A CASB offers a wide range of services to provide security in the Cloud: it can be used to control user authentication, encrypt data traffic, block unwanted data traffic, identify malware, enable alerts in case of suspicious actions or incorporate additional access requirements. This last condition would include that a CASB must identify and authorize the device through which an employee wishes to access the Cloud. These security measures are defined in advance and then applied by the CASB. Many CASBs work with other security solutions, such as those for encryption, multi-factor authentication, IAM (Identity and Access Management Or identity and access management : GIA) or SIEM (Security information and Event Management).

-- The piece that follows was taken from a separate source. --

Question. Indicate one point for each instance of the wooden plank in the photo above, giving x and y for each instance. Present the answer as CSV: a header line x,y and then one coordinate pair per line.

Thanks to these services, a CASB largely meets the current security requirements of companies. Research institute Gatner predicts that 85% of companies will secure their access to the cloud via a CASB service by 2020. It is therefore not surprising that some of the young CASB services have already been purchased by large companies from IT: the Elastica service, for example, was acquired by Blue Coat Systems (part of Symantec) and Adallom by Microsoft. This illustrates the potential of this industry and shows the topicality of the issue of cloud security.
CASB services such as CensorNet, Bitglass, Netskope or CipherCloud should be well integrated into the company’s existing infrastructure in order to function properly. This means that they must be connected to the company’s user management and at the same time deeply integrated into the clouds that they are supposed to protect. Many CASBs already support cloud services like Microsoft 365, OneDrive, Box, Google Apps, or Salesforce. But they are also able to implement services they don’t know about.
There are different ways to integrate a CASB into a corporate network. CASB software is either cloud-based or locally operated. It is integrated into the company’s IT infrastructure as a central gateway or as an API application. Both variants have advantages and disadvantages: if the CASB is implemented as a gateway, it is located directly between the user and the cloud service. It is therefore activated in the data stream and can block unwanted actions directly. However, one of the disadvantages of this variant is that the performance of the Cloud can be degraded as the workload increases. If a company has many employees, API-based solutions are appropriate. In this case, the CASB is not in direct communication with Cloud users. Although the CASB cannot intervene directly in these actions, it has no impact on cloud performance.